Robison is currently handling four lawsuits in which employees are suing their employers over inappropriate texting at work. Two cases involve female workers who allege their supervisors harassed them by sending them inappropriate text messages, hinting at promotions in exchange for sexual favors. Another involves co-workers creating a hostile work environment by exchanging messages back and forth that another employee found offensive.
“There’s a workplace bullying aspect of it, too,” Robison said of text messaging in the workplace. “Maybe it starts as a little harmless joke, but not everyone has the same sense of humor. Suddenly what was funny to a couple of people is no longer funny to one person.”
Before a company knows it, Robison said, a complaint gets filed, then an investigation, and the inevitable lawsuit.
For employee-rights attorneys, text messages have turned into some powerful ammunition in workplace disputes in the past year.
In April, text messages helped two female soccer players who accused their coach of sexual harassment secure a $450,000 settlement from Central Michigan University. The women alleged that the coach used manipulation to carry out secret sexual relationships with them. He also sent the players inappropriate text messages, which were used to help bolster their claims and settle the claims before filing in federal court.
Text messages could also prove problematic for the World Wrestling Entertainment company, a defendant in a pending federal sexual harassment lawsuit in Connecticut brought by a former licensing coordinator. The woman claims she was sexual harassed by a married, senior director of a consumer products division, who allegedly pursued her intimately via late night text messages and phone calls.

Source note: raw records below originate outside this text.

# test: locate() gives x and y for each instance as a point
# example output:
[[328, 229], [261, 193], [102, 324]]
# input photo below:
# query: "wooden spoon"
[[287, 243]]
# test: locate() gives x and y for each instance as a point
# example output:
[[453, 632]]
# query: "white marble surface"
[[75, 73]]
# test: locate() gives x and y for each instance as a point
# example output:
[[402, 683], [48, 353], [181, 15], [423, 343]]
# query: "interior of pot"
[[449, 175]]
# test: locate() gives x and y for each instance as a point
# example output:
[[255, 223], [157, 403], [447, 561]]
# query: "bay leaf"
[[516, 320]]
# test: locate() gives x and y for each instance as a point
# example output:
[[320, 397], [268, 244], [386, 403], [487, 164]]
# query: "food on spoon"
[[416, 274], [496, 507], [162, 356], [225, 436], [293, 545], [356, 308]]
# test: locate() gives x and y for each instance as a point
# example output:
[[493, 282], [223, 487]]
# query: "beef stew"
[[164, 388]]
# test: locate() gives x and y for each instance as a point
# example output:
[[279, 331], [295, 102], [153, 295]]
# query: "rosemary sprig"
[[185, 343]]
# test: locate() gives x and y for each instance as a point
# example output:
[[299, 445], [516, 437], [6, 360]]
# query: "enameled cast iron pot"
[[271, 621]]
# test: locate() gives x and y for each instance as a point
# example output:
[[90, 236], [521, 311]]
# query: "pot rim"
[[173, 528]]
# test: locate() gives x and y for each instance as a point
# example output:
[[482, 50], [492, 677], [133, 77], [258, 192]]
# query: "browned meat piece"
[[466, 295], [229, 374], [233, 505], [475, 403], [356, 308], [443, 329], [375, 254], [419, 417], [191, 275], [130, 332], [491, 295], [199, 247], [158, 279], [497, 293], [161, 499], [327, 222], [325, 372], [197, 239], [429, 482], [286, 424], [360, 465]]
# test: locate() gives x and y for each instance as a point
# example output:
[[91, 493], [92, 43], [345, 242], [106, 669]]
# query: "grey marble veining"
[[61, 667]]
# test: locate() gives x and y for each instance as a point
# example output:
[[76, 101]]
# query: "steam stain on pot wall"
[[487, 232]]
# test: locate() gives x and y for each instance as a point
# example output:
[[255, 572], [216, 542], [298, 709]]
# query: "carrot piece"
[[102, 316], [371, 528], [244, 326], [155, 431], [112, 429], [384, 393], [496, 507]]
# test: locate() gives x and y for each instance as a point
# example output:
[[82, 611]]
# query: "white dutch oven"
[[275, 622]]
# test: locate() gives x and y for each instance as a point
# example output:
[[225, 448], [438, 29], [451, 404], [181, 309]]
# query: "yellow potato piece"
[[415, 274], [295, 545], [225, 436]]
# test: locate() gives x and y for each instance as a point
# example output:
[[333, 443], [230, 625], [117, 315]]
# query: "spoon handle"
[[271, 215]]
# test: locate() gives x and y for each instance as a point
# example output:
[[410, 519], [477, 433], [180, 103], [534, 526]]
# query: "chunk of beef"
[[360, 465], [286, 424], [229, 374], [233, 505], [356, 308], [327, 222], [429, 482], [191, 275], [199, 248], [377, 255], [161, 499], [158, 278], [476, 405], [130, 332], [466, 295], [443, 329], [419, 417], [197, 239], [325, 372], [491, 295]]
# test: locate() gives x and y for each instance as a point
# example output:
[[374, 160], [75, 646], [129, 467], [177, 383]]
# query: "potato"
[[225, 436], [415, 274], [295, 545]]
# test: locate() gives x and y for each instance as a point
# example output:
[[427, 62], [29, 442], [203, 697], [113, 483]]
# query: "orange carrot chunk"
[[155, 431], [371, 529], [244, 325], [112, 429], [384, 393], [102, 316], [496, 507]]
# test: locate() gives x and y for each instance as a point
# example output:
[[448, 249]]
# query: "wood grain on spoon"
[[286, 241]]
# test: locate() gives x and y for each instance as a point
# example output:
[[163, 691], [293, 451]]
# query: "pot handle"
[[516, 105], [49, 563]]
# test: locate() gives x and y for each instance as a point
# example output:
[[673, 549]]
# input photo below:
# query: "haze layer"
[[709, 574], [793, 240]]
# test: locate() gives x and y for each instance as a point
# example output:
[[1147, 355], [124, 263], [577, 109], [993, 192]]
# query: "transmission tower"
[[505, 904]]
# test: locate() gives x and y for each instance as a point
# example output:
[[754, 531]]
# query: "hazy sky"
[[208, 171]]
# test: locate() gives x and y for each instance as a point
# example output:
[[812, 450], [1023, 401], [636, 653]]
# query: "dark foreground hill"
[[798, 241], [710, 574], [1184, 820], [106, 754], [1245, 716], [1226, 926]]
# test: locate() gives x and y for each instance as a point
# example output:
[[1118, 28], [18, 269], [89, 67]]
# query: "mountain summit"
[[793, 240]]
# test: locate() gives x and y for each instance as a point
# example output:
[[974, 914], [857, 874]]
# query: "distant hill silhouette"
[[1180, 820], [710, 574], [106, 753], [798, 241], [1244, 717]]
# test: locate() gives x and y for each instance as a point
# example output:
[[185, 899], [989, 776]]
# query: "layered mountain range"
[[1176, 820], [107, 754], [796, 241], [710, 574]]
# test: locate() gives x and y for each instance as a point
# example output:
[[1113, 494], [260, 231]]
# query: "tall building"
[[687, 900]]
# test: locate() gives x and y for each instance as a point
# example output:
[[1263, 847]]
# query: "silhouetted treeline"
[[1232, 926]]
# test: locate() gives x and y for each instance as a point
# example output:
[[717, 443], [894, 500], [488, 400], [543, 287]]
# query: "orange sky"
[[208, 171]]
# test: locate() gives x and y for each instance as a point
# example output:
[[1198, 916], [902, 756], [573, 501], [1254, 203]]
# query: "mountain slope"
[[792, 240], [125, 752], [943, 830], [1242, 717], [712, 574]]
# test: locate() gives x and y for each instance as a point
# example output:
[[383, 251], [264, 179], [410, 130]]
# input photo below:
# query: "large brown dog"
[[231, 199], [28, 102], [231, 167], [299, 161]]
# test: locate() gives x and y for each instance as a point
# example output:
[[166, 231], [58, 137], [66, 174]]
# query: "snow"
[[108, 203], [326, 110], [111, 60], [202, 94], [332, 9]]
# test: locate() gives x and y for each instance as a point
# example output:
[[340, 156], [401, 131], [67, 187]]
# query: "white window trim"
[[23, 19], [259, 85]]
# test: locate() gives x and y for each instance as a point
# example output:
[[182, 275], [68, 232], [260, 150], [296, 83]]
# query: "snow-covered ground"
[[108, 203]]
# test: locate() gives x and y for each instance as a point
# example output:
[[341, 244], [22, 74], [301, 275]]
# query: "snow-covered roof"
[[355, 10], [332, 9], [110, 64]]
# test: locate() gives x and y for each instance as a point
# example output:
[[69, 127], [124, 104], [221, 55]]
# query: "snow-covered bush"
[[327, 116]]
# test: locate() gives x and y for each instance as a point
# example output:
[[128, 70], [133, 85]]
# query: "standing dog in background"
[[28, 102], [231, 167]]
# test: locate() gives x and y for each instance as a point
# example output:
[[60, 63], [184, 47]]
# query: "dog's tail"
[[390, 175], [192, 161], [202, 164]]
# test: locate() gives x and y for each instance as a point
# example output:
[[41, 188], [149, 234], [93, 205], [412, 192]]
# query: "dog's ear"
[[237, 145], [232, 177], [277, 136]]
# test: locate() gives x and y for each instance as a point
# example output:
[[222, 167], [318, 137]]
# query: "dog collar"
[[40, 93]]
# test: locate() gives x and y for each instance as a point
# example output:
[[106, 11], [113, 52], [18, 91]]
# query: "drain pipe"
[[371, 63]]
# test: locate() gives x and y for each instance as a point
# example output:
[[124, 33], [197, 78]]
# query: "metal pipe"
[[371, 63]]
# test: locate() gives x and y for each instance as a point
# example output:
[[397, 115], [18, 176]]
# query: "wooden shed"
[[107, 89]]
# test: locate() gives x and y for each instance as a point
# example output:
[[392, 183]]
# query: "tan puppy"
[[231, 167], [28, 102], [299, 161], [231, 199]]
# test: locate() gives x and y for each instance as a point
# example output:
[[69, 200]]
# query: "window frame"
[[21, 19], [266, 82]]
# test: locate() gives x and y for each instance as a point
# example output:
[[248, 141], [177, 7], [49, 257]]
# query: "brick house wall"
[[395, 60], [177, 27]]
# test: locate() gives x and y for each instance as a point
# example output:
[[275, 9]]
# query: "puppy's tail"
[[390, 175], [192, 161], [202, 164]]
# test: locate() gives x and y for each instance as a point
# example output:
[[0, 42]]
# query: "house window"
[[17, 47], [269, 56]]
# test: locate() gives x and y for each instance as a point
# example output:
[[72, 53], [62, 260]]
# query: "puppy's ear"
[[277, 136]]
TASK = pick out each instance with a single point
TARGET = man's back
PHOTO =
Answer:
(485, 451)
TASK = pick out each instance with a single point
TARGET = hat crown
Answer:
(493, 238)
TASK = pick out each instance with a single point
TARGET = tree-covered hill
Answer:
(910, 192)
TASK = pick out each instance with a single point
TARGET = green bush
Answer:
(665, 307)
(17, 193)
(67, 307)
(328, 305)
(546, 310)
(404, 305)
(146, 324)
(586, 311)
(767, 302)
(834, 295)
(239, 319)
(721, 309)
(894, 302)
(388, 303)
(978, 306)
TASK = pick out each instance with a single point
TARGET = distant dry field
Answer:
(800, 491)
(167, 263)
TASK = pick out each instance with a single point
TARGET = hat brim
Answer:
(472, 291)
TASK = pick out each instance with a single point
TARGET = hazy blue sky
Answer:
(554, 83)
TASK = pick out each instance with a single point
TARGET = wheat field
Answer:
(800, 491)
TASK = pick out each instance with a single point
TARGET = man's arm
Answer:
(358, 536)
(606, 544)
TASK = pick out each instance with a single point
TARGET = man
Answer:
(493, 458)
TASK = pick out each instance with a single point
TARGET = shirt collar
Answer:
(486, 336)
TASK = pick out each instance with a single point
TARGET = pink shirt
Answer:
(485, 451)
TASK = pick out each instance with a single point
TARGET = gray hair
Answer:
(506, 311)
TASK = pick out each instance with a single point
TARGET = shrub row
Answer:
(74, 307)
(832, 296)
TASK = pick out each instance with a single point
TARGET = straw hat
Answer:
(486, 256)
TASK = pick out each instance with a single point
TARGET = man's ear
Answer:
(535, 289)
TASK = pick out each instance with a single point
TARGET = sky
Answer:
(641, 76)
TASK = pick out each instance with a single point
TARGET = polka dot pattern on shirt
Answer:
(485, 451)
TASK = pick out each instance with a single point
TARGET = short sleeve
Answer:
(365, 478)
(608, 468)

In West Virginia, four waitresses at Famous Dave’s restaurant also pointed to text messages in pursuing sexual harassment claims against a supervisor last year, alleging, among other things, that he sent sexual text messages asking sexual favors.
Make no mistake, employee-rights attorneys say, text messages are potent evidence, and plaintiffs attorneys are grabbing hold of them whenever they can.
“Those have really been a gold mine in terms of finding evidence to support and corroborate claims of sexual harassment in the workplace,” employee-rights attorney Jennifer Salvatore said of text messages. “In the he-said-she-said cases, you look at the texts and you can see who is telling the truth.”
Salvatore, of Ann Arbor, Mich.-based Nacht & Associates, recently used text messages to help secure the $450,000 settlement on behalf of the two female soccer players at Central Michigan University.
“[The coach's] words came back to haunt him,” said Salvatore, who is increasingly relying on text messages to prove harassment in the workplace. “I’m asking clients who come in who have a sexual harrasment claim, ‘Were there text messages sent back and forth? And if so, give me your phone.’”
David Walton, a management-side attorney at Cozen O’Connor, concedes that there’s an an incidence of sexual harrassment via text messages. However, he stressed that employers are not frequently reviewing text messages because of the time-intensive effort that is required. He said most reviews are done after the fact, after an employee complains or as part of some related internal investigation.
Walton, who is vice chairman of his firm’s e-discovery task force, said there are privacy issues that employers need to consider before reviewing text messages. For example, if the employer owns the device, it has the right to review it. But, if the employee owns the device and is reimbursed for the service, “the employer doesn’t have an unfettered right to review,” he said.